88% of Canada’s coronavirus cases are considered recovered

Take a look at the deaths/confirmed cases ratio of Canada though. It's 8+%. https://www.ctvnews.ca/mobile/health/coronavirus/tracking-every-case-of-covid-19-in-canada-1.4852102

The states and brazil are at around 3.8%. S. Korea is at 2.2%, Japan 4.3%, Germany 4.4%,

And we know the confirmed case fatality rate is around 2-4% (depending on how deaths are counted and reported). So Canada's numbers make no sense unless testing is massively inadequate or the healthcare system is a failure. Most likely Canada's actual numbers are around 200k-300k cases. Which puts Canada at about 1/100 people infected, same as the states.

So I decided to google why, and I found this laughable article: https://www.ctvnews.ca/health/coronavirus/study-links-good-health-care-in-canada-to-higher-covid-19-death-rate-1.5026480

"good health care in Canada to higher COVID-19 death rate" ????

They're reasoning is that Canada has more people surviving with heart problems.

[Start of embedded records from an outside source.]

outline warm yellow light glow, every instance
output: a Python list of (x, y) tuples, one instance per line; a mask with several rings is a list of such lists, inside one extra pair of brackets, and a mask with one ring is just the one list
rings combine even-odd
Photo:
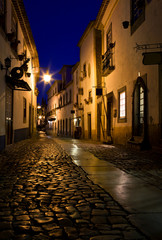
[(43, 79), (44, 79), (45, 83), (49, 83), (51, 81), (51, 75), (44, 74)]

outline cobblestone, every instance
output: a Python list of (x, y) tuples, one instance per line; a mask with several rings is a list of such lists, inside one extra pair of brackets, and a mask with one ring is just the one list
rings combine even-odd
[(97, 158), (108, 161), (117, 168), (162, 189), (162, 154), (160, 151), (138, 151), (120, 145), (104, 145), (82, 140), (76, 141), (75, 144)]
[(0, 240), (147, 239), (53, 139), (0, 154)]

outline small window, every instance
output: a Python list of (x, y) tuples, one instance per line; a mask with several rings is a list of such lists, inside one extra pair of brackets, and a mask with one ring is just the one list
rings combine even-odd
[(126, 122), (126, 87), (118, 91), (119, 114), (118, 122)]
[(23, 98), (23, 123), (26, 123), (26, 98)]
[(76, 85), (78, 85), (78, 78), (79, 78), (79, 75), (78, 75), (78, 70), (76, 71)]
[(0, 26), (5, 30), (5, 1), (0, 0)]
[(131, 0), (131, 34), (145, 20), (145, 0)]

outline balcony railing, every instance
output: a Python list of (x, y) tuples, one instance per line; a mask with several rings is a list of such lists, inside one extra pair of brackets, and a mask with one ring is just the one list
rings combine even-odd
[(108, 50), (102, 55), (102, 76), (107, 76), (115, 69), (113, 65), (114, 51), (112, 50), (114, 46), (115, 43), (111, 43)]
[(56, 109), (52, 109), (50, 112), (47, 113), (47, 117), (56, 115)]

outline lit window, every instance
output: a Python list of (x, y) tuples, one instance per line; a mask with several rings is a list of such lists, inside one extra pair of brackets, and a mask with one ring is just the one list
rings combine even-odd
[(145, 20), (145, 0), (131, 0), (131, 33)]
[(120, 93), (120, 118), (125, 118), (125, 92)]
[(86, 64), (83, 65), (83, 78), (87, 76)]
[(23, 123), (26, 123), (26, 98), (23, 98)]
[(119, 103), (119, 114), (118, 114), (118, 122), (126, 122), (126, 87), (123, 87), (118, 90), (118, 103)]

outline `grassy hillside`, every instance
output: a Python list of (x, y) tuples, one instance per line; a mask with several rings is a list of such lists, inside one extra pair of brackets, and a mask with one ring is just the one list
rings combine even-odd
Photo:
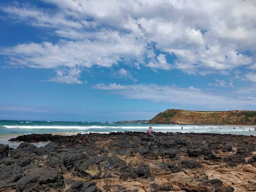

But

The study notes 11.7 per cent of Canadians suffer from cardiovascular disease, including strokes. That puts us in the top third among 63 countries studied -- worse than the 11.6 per cent found in the United States, 10 per cent in Russia, 7.6 per cent in South Korea, 4.3 per cent in India and 3.8 per cent in Pakistan.

and yet

For every 1 per cent increase in the number of people aged 65 years and older, the COVID-19 death rate was 9 per cent higher. Nearly 9 per cent of the Canadian population is 65 or older.

So 9% of Canadians are elderly (above 65), compared to around 15% of Americans, 15% of Koreans, 27% of Japanese etc. then we should expect that Korea and Japan have equal case fatality rates to Canada, but they don't.

The only way to explain these bizarre numbers is either Canada is severely under-tested, or the Canadian health care system is a complete and utter failure.